恋愛の神様
部長はそっけなく肩を竦めた。
「気付いたのは俺じゃねーよ。オクサン。聞いた時は、またオマエの悪い癖が出たかってなもんでよ。まぁ、あんなぼさっとした雛鳥食っちまうなんざ、オマエも極悪だな、とは思ったけどヨ。」
「……………。」
言われるまでもない。
俺は無言を押し通す。
「でも今回はいつも通りってワケでもねぇーみたいだな。

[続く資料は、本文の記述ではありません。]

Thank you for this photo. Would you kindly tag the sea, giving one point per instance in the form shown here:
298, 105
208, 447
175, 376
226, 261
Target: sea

」
からかっている風でもないその言葉に、俺は怪訝に顔を向けた。
「オマエ今、置き去り食らった子供みたいに途方に暮れた顔してンぞ。」
ドキッとした。
努めて態度には出していないつもりで、―――多分、この人でなければ見抜けやしないくらいにはそれは成功していて―――容易く裡を見抜かれていた事に。
そして『置き去りを食らった子供みたいに途方に暮れた顔』と言われた事に。
指摘されて確かにそんな心持なんだと気づく。
単にどうしていいのか分からないだけじゃなく、漠然とした不安や焦燥が綯い交ぜになった困惑。
俺は多分少なからず、捨てられたという事実に傷ついてる。
昨日は野山の態度に腹を立てる事で責任転嫁して、ごまかしただけだ。
それを詳らかに自覚させられて、今更泣きたくなった。
女と別れたくらいで『いつも通り』ならこんなに動揺しない。